また、上記した主倍率補正における画像の「縮小」及び「拡大」は、各色の画像の位置合せが目的であるから、ページ全体に渡って一様に行わなくてもよい。例えば、位置ずれ検出部211からの情報が画像の複数の領域で異なる位置ずれ量を示す場合、各領域毎に異なる異なる補正を行ってもよい。図6は、画像の領域毎に主倍率補正処理の内容が異なる場合を例示する模式図である。図6(a)は主倍率補正を行う前の画像を示す模式図であり、主走査方向に平行な境界線によって3つの領域(領域A、領域B、領域C)に分けられている。図6(b)は、図6(a)に示した画像に対し、領域A、B、C毎に異なる倍率で主走査方向のサイズを補正した画像を示す。この例では、領域Aでは主走査方向のサイズが元のサイズの70%になるように補正をし、領域Bでは140%となるように補正をし、領域Cでは90%となるように補正をしている。

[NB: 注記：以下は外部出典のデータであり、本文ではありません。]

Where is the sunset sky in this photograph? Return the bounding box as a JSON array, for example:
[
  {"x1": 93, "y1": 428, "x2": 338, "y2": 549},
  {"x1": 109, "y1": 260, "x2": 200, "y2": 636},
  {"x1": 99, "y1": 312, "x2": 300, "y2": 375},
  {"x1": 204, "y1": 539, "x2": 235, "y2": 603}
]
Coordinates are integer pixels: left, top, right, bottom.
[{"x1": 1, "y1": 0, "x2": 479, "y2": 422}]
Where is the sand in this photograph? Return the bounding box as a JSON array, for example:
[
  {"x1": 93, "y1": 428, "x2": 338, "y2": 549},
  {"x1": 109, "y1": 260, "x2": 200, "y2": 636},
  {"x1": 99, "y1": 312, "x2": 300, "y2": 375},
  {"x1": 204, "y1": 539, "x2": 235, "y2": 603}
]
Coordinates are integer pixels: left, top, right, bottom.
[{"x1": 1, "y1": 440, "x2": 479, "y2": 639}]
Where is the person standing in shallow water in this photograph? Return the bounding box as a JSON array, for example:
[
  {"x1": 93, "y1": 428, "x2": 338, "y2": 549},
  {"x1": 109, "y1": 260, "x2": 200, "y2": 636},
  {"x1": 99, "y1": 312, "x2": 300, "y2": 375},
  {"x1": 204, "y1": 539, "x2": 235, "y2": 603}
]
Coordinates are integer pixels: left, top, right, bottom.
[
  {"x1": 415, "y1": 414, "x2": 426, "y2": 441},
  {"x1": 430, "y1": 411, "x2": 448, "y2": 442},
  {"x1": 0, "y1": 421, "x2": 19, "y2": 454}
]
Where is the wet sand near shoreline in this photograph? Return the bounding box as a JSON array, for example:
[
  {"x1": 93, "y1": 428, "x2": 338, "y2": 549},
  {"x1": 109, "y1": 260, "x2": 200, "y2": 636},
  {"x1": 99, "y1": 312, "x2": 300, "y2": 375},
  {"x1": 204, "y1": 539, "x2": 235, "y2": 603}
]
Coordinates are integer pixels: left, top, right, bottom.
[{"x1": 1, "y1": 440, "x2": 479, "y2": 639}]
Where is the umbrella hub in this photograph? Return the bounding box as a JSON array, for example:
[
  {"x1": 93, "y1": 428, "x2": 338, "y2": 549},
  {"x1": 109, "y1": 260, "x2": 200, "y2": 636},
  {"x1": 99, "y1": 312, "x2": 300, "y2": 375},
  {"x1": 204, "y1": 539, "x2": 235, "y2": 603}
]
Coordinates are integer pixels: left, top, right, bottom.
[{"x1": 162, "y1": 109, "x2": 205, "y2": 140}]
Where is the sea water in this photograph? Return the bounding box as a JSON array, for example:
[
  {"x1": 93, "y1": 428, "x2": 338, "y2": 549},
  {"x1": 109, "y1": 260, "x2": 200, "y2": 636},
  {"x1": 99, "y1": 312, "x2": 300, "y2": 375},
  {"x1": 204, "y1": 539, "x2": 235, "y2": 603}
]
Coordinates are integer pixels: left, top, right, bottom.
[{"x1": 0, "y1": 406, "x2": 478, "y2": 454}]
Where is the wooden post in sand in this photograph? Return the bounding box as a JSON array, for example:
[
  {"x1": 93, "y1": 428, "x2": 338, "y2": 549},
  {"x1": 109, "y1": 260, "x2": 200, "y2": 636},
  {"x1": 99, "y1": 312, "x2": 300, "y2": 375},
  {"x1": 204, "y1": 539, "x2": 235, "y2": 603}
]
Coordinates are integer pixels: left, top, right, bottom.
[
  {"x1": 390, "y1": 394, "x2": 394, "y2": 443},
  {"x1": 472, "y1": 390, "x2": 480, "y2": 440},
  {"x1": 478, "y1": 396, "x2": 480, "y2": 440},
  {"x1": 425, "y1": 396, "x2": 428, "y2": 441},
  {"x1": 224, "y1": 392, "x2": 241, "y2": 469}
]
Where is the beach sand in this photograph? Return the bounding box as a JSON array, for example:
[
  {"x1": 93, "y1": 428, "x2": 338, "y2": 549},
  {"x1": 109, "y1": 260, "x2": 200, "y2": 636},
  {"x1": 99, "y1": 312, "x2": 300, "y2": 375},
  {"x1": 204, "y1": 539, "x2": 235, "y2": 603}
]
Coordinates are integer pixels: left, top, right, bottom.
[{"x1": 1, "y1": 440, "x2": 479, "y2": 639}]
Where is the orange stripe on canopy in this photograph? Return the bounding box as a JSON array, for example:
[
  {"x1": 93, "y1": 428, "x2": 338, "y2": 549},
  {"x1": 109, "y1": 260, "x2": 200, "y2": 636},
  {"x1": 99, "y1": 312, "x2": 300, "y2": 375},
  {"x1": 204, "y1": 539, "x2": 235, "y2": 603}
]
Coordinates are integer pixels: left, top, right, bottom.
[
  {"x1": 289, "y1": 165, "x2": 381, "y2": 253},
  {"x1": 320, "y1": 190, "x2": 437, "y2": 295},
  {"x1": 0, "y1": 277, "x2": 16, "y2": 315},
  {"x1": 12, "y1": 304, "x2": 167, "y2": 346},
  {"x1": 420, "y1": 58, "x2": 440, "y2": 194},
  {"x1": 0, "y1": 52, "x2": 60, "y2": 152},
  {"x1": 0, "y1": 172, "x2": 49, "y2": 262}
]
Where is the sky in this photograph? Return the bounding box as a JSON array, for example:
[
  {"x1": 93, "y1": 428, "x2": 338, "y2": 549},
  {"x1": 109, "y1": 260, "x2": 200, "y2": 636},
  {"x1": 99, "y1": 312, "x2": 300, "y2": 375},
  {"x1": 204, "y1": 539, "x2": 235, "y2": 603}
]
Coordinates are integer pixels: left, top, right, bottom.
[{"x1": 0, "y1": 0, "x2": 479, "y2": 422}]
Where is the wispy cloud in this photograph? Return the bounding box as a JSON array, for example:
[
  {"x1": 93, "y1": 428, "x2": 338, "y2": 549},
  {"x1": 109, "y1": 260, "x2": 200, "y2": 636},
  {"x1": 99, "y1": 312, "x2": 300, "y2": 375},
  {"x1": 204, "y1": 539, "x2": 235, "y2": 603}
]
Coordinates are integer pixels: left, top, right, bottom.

このように、領域毎に異なるパラメータ(この例では縮小率または拡大率)で主倍率補正をした場合、画像データが解像度変換部204に一定のレート(単位時間当たりのデータ量)で入力されても、解像度変換部204から出力される変換後の画像データの出力レート(単位時間あたりに出力されるデータ量)が、領域によって変わる。
図7は、主倍率補正を行わない場合と行った場合とにおける主倍率補正部205から出力される1走査ラインのデータ量の時間変化を示す模式的なグラフである。図7(a)は、図6(a)の画像に対し主倍率補正を行わない場合に、主倍率補正部205から出力される1走査ラインのデータ量(積算値)の時間変化を示している。図7(a)のグラフにおける実線の傾きが出力レートに相当する。この場合、入力レートが一定であるとすると、出力レートも一定になる。
一方、図7(b)は、図6(a)の画像に対し図6(b)に示した主倍率補正を行った場合に、主倍率補正部205から出力される1走査ラインのデータ量の時間変化を示している。図7(b)において、実線が主倍率補正を行った場合の出力データ量(積算値)を、点線が主倍率補正を行わなかった場合の出力データ量(積算値)を示す。図7(b)のグラフに示すように、この場合、主走査方向のサイズを元のサイズの70%にする間引き補正を行った領域Aと元のサイズの90%にする間引き補正を行った領域Cでは出力レート(即ち、実線の傾き)が主倍率補正を行わなかった場合より小さくなっている。一方、主走査方向のサイズを元のサイズの140%にする補正(画素データを挿入する補正)を行った領域Bでは、出力レートが主倍率補正を行わなかった場合より大きくなる。このように、画像の領域に応じて個別に主倍率補正を行う場合、1走査ライン分の画像データの出力における出力レートが、領域によって変化し得る。
図4を再度参照すると、出力FIFOメモリ206は、レーザ装置19に含まれるレーザダイオード191の各々に対し、予め定められた画素数N3分の画像データを格納可能な容量を有する。本例では、レーザダイオード191の数はM個であり、格納される画像データば2値画像データであるので、出力FIFOメモリ206は、M×N3ビットの記憶容量を有する。また、出力FIFOメモリ206は、出力FIFO制御部213により生成される読出し許可信号(RD_EN)がオンの間、主倍率補正部205により書き込まれた画像データを第2クロックCLK2に同期してM行×1列分のデータにアンパックしながら読み出し、遅延回路207を介して、変調信号としてレーザ駆動回路141に供給する。従って、出力FIFOメモリ206からのデータ読出しは、1回の読出しにつきM(本例では8)ビットずつなされる。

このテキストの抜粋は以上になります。